Job Submission API: POST /v1/jobs (REST).

Request: { type: "FLINK", jar_url: "s3://...", parallelism: 10, config: {...} }.

Idempotency: Provided via unique Job IDs and state tracking in an internal DB.

Resilience & Reliability:

Flink Checkpointing: Enabled every 1 minute to S3 for fault tolerance.

Spark Speculation: Enabled to handle straggler nodes in batch jobs.

Storage

Access Pattern:

Bronze: Append-only raw data (High write, low read).

Silver/Gold: Compacted Parquet files via Iceberg (High read, moderate write/updates).

Database Table Design (Iceberg):

event_id: UUID (Primary Key - logical).

event_time: Timestamp (Partition Key).

data_payload: Struct/JSON.

ingestion_time: Timestamp (Used for freshness tracking).

Technical Selection: Apache Iceberg.

Rationale: Supports snapshot isolation, partition evolution, and time-travel queries.

Distribution Logic:

Partitioning: Hidden partitioning by days(event_time) to avoid small file problems and optimize scan range.

Messaging

Purpose & Decoupling: Kafka decouples producers from the processing engines and provides a 7-day buffer for streaming data.

Throughput & Partitioning:

Partitioning: Key-based partitioning (e.g., user_id) to ensure in-order processing for specific entities.

Failure Handling: Dead-letter queues (DLQ) for malformed JSON/Avro messages.

Technical Selection: Kafka. High-throughput, industry standard for streaming ingestion.

Data Processing

Processing Model:

Streaming (Flink): Uses "Exactly-once" processing via two-phase commit to Iceberg.
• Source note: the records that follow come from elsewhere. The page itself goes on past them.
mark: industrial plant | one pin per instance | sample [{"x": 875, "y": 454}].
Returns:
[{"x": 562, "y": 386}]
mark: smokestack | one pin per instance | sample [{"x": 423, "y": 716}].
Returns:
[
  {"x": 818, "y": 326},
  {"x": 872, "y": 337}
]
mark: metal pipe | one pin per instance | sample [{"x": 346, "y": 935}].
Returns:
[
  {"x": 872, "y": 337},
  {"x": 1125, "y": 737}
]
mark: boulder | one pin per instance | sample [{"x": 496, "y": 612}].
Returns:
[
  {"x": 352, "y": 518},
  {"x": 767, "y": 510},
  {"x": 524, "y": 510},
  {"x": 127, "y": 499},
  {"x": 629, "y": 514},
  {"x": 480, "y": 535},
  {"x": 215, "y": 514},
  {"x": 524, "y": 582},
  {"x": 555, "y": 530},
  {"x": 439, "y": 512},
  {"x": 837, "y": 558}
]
Batch (Spark): Uses "Overwrite" or "Merge Into" semantics for upserts.

Processing DAG:

Ingest -> Cleanse (Filter nulls) -> Enrich (Join with dimension tables) -> Aggregate (Windowed counts) -> Sink (Iceberg).

Technical Selection: Flink for <10s latency requirements; Spark for historical re-processing and complex joins.

Infrastructure (Optional)

Observability:

Prometheus/Grafana: Monitoring Kafka lag, Flink checkpoint duration, and Spark executor memory.

OpenLineage: For data lineage tracking to see how data flows from source to final report.

Platform Security:

IAM Roles: Fine-grained access to S3 buckets.

Apache Ranger: For column-level and row-level access control on Trino/Iceberg.

Wrap Up

Advanced Topics

Trade-offs: We choose Eventual Consistency for the query layer (Trino) to favor high availability and throughput during massive write operations.

Reliability: Multi-AZ deployment of Kafka and Kubernetes nodes ensures that the failure of a single data center doesn't stop data ingestion.

Bottleneck Analysis:

Small Files: Streaming writes create many small files. Optimization: Run a periodic Spark "Compaction" job to merge small Iceberg files into larger Parquet blocks.

Metadata Pressure: The Glue Catalog can become a bottleneck. Optimization: Use Iceberg's REST catalog if Glue latency exceeds thresholds.

Security: Data is encrypted at rest using KMS (S3-SSE) and in transit via TLS 1.3.